Study Shows Poverty Boosts Lottery Sales

A Cornell University study showed Maine’s poorest residents spend up to 200 times more per person on lottery tickets than those in wealthier areas, helping to boost ticket sales to $230 million annually. Also, since 2003, the lottery has tripled its advertising budget and installed flat-screen TVs in stores to encourage impulse buys.

A recent study of the Maine Lottery by Cornell University, commissioned by the Maine Center for Public Interest Reporting, for every 1 percent increase in joblessness in a given zip code, sales of scratch and draw lottery tickets jump 10 percent. “You’re selling to people who are already desperate, or in tough financial circumstances. By promoting the lottery, the state is, in some way, complicit in this,” said Cornell behavioral economist and professor Dr. David Just, a lottery expert who helped analyze the date from the six-month Maine research project. Recent research in 39 other states also indicated lottery sales increase with poverty.

The Cornell report also showed residents in Maine’s poorest towns spend up to 200 times more per person than those in wealthier areas. That has helped boost ticket sales to $230 million annually, more than the amount spent in the state annually on liquor. Maine residents spend an average of $173 per person, compared to $794 per person in Rhode Island and $36 per person in North Dakota, according to the North American Association of State and Provincial Lotteries data.

Six of the 10 towns whose residents spend the most on lottery tickets are in Washington County, the state’s poorest county. Lottery players in this area spent a minimum of $600 on scratch and draw games in 2014, the report showed. According to 2013 U.S. Census data, Washington County residents spend $275 per person per year on lottery tickets, more than $100 more per year than residents of either Cumberland ($166) or York counties ($174), among Maine’s wealthiest.

In addition, the Cornell report showed since 2003, the Maine Lottery has more than tripled its advertising budget, invested in sophisticated market research and installed flat-screen TVs in stores to encourage impulse buys.

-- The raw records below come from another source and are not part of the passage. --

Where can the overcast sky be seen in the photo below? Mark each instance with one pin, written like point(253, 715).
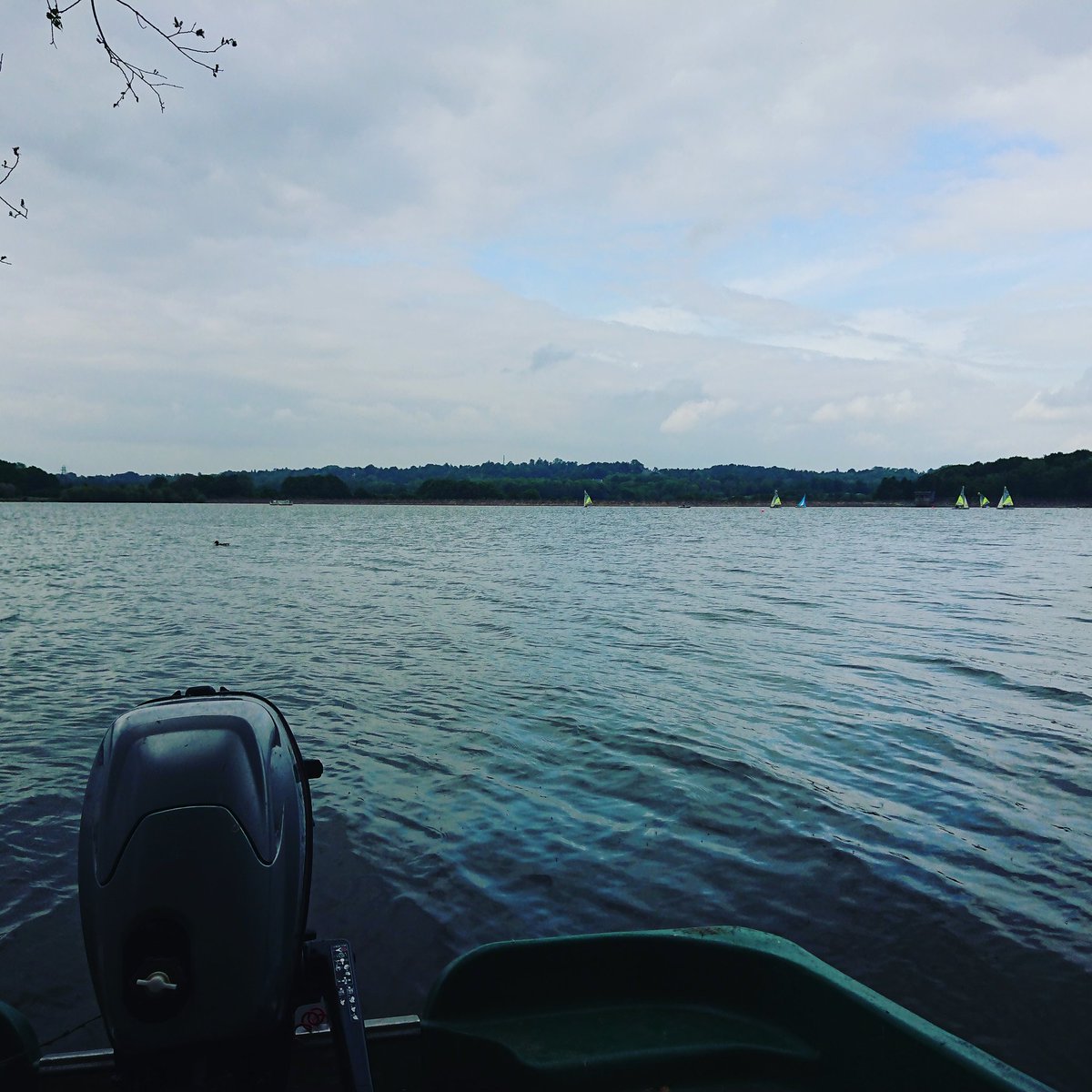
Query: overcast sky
point(809, 234)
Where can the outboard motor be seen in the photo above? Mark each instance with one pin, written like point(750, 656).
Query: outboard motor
point(195, 879)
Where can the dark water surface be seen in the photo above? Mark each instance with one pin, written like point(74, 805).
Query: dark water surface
point(867, 730)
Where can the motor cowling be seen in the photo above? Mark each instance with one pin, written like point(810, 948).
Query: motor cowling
point(195, 873)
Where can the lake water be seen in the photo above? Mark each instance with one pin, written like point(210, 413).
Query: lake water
point(867, 730)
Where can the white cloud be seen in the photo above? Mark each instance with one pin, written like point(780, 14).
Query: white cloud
point(900, 407)
point(300, 240)
point(692, 414)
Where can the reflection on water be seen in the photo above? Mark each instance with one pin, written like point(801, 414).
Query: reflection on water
point(866, 730)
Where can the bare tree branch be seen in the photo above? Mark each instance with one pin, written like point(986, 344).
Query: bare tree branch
point(19, 211)
point(188, 42)
point(178, 37)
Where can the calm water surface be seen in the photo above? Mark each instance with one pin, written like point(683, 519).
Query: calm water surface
point(867, 730)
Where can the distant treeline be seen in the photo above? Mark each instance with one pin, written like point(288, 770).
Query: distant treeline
point(1057, 479)
point(1052, 480)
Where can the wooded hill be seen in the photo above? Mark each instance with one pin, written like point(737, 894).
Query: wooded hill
point(1052, 480)
point(1057, 479)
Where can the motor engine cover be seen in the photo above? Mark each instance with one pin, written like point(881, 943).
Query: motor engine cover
point(195, 872)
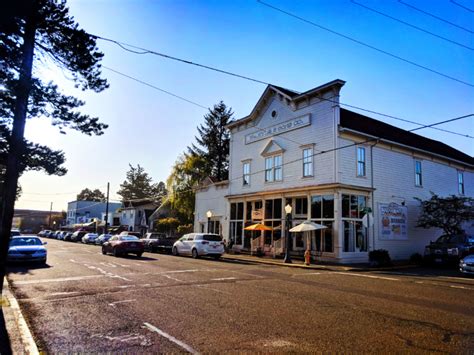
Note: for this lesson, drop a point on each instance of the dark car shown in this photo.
(122, 245)
(154, 242)
(77, 236)
(449, 248)
(26, 248)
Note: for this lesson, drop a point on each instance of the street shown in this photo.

Because the lottery pays for itself through ticket sales, the legislature has no oversight over the lottery. Most Lottery budget and marketing decisions are made internally. In 2007 lawmakers requested that the legislature’s investigative arm conduct an assessment of lottery operations but that has yet to begin. “They basically run their own business,” said state Rep. Louis Luchini, co-chairman of the committee that oversees the lottery.

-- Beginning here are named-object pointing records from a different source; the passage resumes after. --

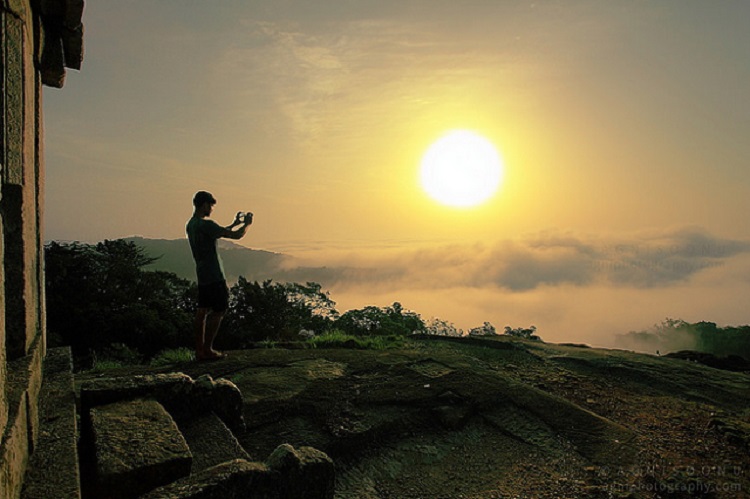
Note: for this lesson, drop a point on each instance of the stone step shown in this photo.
(53, 467)
(137, 447)
(210, 441)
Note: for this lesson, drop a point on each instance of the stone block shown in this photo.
(210, 441)
(138, 447)
(306, 473)
(171, 390)
(231, 480)
(14, 449)
(53, 469)
(222, 397)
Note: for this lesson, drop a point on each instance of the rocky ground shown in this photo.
(499, 418)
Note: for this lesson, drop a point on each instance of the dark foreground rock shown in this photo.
(478, 420)
(138, 447)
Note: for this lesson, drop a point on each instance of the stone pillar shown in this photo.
(19, 189)
(3, 363)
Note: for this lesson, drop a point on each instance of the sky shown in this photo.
(622, 126)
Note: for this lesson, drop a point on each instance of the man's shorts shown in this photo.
(214, 296)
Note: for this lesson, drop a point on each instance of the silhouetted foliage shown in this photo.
(99, 296)
(485, 329)
(381, 321)
(274, 311)
(528, 333)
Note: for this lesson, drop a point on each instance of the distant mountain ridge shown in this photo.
(173, 255)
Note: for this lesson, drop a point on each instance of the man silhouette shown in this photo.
(213, 293)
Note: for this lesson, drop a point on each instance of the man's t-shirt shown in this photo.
(203, 235)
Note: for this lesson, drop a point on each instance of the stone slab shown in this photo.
(210, 442)
(169, 389)
(53, 468)
(138, 447)
(232, 480)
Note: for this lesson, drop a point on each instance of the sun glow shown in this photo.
(461, 169)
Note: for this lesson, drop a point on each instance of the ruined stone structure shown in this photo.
(38, 40)
(130, 443)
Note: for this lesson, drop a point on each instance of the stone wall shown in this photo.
(38, 39)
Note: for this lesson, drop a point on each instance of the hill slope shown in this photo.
(174, 256)
(499, 417)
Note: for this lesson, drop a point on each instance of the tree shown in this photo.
(99, 295)
(440, 327)
(275, 311)
(382, 321)
(485, 329)
(520, 332)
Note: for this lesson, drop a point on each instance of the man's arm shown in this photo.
(244, 224)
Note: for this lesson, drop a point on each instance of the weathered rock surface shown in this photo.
(307, 473)
(210, 441)
(138, 447)
(289, 473)
(231, 480)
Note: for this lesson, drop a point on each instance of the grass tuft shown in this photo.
(340, 339)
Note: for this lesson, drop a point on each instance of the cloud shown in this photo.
(545, 260)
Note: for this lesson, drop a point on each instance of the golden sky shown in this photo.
(623, 128)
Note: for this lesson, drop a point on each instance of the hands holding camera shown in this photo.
(242, 217)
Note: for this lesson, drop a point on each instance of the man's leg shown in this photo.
(199, 326)
(212, 329)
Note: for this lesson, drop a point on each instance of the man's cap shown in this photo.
(203, 197)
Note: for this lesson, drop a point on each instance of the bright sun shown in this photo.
(461, 169)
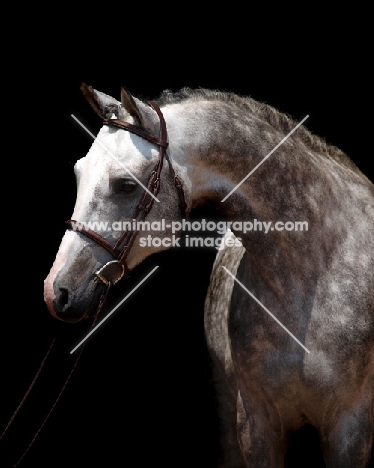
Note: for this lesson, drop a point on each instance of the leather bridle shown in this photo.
(116, 269)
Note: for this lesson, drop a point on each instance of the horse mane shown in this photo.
(278, 120)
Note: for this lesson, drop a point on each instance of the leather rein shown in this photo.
(116, 269)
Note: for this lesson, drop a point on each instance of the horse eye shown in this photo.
(128, 186)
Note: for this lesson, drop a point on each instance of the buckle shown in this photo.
(111, 272)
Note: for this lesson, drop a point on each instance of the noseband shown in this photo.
(116, 269)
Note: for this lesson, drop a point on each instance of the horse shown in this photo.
(289, 313)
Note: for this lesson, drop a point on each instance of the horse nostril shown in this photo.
(64, 299)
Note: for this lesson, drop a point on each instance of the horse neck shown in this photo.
(294, 184)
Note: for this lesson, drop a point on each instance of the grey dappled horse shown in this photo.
(318, 282)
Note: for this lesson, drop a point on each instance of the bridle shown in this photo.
(115, 270)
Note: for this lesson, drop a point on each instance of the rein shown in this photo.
(115, 270)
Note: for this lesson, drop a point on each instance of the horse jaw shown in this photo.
(71, 290)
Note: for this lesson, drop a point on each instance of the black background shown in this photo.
(141, 392)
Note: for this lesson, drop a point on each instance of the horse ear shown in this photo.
(139, 111)
(131, 106)
(105, 106)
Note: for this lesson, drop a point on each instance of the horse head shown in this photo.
(119, 185)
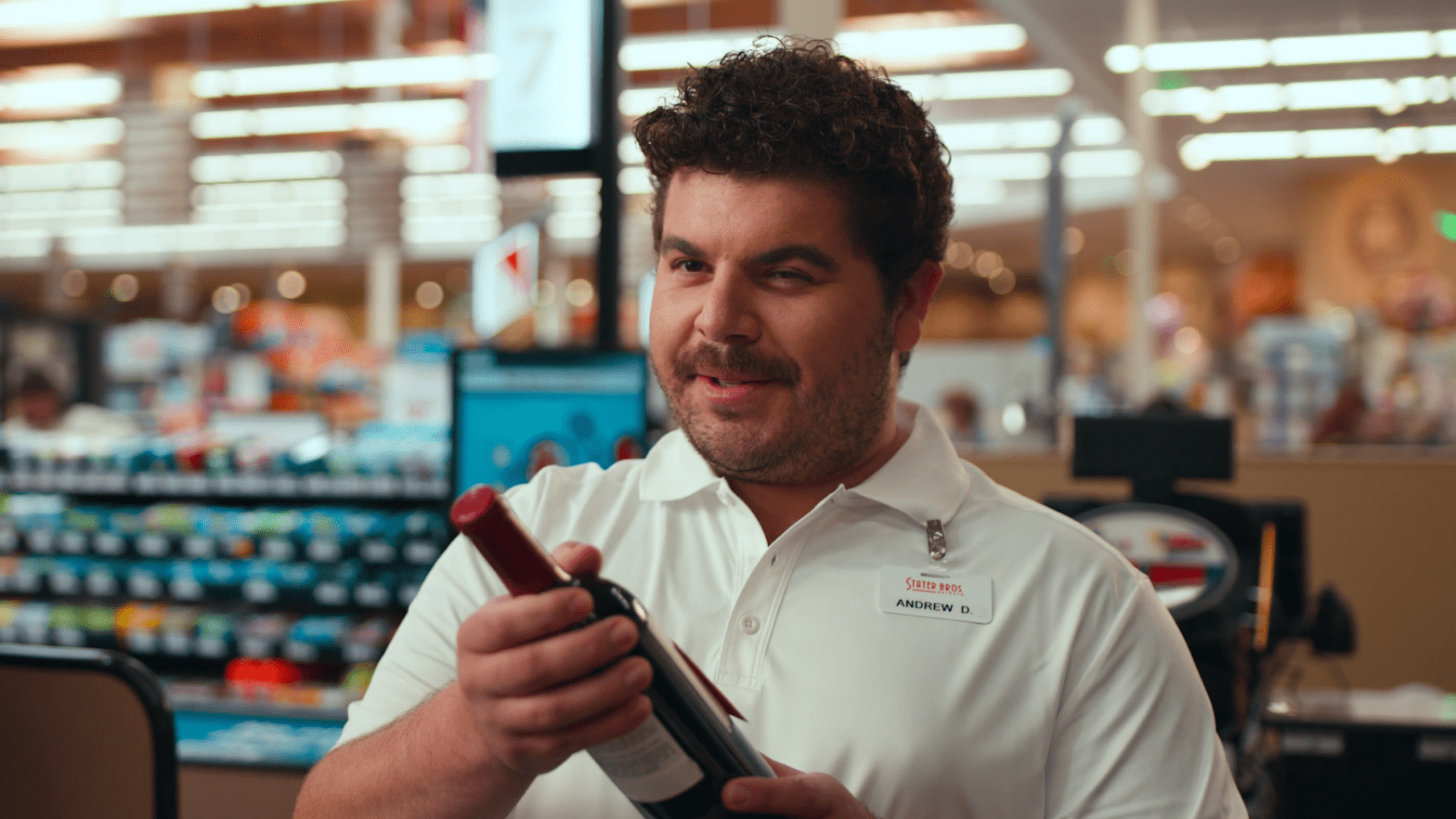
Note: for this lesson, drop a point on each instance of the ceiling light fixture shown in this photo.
(395, 72)
(1389, 97)
(56, 94)
(46, 13)
(53, 135)
(259, 166)
(417, 120)
(925, 87)
(1202, 150)
(61, 176)
(1197, 56)
(886, 46)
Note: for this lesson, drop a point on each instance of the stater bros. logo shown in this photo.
(933, 588)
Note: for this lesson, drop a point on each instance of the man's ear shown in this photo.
(915, 304)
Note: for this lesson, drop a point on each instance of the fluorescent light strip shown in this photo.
(437, 159)
(1202, 150)
(53, 135)
(917, 46)
(927, 87)
(202, 238)
(1009, 166)
(677, 51)
(1197, 56)
(46, 202)
(1040, 133)
(51, 13)
(269, 192)
(468, 232)
(395, 72)
(259, 166)
(422, 118)
(27, 242)
(1391, 97)
(913, 46)
(448, 187)
(71, 92)
(61, 176)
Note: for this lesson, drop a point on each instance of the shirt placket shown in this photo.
(746, 639)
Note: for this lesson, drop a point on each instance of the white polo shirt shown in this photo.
(1064, 691)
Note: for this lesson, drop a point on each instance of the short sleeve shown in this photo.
(1135, 732)
(421, 657)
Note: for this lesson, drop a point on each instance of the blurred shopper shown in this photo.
(40, 406)
(802, 204)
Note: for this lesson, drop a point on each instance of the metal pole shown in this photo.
(1053, 255)
(1142, 217)
(609, 130)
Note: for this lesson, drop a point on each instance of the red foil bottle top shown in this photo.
(482, 516)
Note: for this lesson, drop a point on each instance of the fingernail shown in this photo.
(623, 632)
(637, 675)
(581, 604)
(734, 795)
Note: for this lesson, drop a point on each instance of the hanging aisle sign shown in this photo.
(504, 279)
(549, 66)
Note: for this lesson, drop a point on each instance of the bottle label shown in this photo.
(646, 764)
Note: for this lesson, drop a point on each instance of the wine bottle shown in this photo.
(677, 762)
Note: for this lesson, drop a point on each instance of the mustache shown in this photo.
(735, 360)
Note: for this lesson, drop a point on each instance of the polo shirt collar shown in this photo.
(925, 478)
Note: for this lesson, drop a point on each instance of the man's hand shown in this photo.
(528, 678)
(795, 795)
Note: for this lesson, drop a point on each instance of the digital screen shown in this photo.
(515, 412)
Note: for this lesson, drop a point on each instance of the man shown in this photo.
(801, 207)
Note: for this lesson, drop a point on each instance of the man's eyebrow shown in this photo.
(804, 253)
(681, 245)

Furthermore, the report indicated the state never has researched the impact of the lottery on the poor and unemployed, despite promoting the lottery over decades. State lottery and health officials said they have no data on addiction rates and have no plans or funding to gather it, and instead must rely on data from other states, they said.

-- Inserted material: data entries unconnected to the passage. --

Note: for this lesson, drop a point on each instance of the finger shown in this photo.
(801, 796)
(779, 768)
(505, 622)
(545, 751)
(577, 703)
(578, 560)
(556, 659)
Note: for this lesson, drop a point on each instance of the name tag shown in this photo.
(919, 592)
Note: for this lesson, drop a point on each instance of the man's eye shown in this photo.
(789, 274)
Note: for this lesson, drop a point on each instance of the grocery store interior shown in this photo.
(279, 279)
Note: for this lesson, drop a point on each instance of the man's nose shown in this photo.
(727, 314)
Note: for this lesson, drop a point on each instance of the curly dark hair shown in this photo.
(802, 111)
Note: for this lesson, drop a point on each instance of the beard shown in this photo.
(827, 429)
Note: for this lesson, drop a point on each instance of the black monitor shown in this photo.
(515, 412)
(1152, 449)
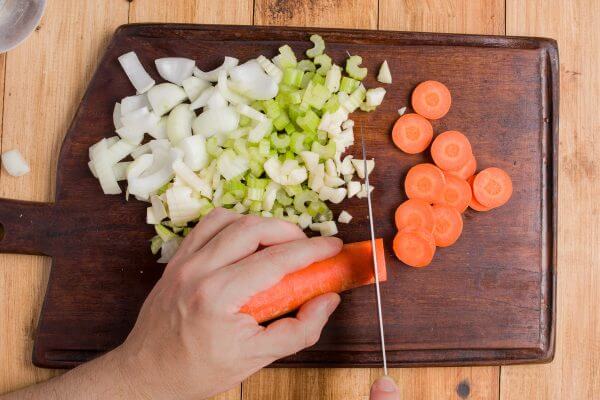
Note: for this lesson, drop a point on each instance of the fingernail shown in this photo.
(385, 384)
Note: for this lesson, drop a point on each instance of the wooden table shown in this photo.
(44, 79)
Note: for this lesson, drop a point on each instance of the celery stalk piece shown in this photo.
(175, 69)
(318, 48)
(139, 78)
(384, 75)
(353, 69)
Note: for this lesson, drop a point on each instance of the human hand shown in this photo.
(190, 341)
(384, 388)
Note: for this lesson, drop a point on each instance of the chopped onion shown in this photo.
(193, 86)
(213, 76)
(141, 81)
(194, 152)
(14, 163)
(384, 75)
(344, 217)
(179, 123)
(253, 82)
(164, 97)
(175, 69)
(215, 121)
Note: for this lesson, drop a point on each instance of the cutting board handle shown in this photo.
(24, 227)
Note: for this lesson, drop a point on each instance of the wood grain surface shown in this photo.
(571, 22)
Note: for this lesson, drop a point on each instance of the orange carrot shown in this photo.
(415, 247)
(492, 187)
(351, 268)
(451, 150)
(457, 193)
(412, 133)
(474, 204)
(431, 99)
(415, 213)
(466, 171)
(425, 182)
(448, 225)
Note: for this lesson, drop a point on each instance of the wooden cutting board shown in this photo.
(489, 299)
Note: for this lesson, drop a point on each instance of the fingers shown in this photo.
(384, 388)
(242, 238)
(267, 267)
(206, 229)
(290, 335)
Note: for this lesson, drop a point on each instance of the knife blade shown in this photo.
(375, 264)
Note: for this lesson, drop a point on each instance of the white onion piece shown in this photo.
(158, 208)
(175, 69)
(194, 152)
(191, 179)
(141, 81)
(14, 163)
(252, 81)
(193, 86)
(168, 250)
(227, 94)
(159, 131)
(213, 76)
(117, 116)
(202, 99)
(179, 123)
(216, 120)
(216, 100)
(164, 96)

But state lottery officials, when presented with the Cornell data, noted people play the games voluntarily and that the majority of revenue is returned to winners. The lottery also transfers to the general fund an average of $50 million per year of the $230 million raised in ticket sales, helping the state avoid cutting state services or raising taxes, officials said. Lottery Deputy Director Tim Poulin said, “That money helps with education, conservation, all those things and services that state government provides. And if the players can pocket some money, that can make a substantial difference in their life.” He said the state’s Department of Health and Human Services, which falls under the Department of Administrative and Financial Services, is responsible for problem gambling services. But, Christine Theriault of DHHS’s Office of Substance Abuse and Mental Health Services said her office lacked funding to study the issue. She said the state spends $100,000 on problem gambling initiatives, but the funds also cover casino gambling addiction. “Somebody can be just as addicted to lottery tickets as they are to going to a casino, or sports betting, or card games, slot machines, poker. Unfortunately, we don’t have data that tell us how many people in the state have a problem. It’s a gap we have,” she said.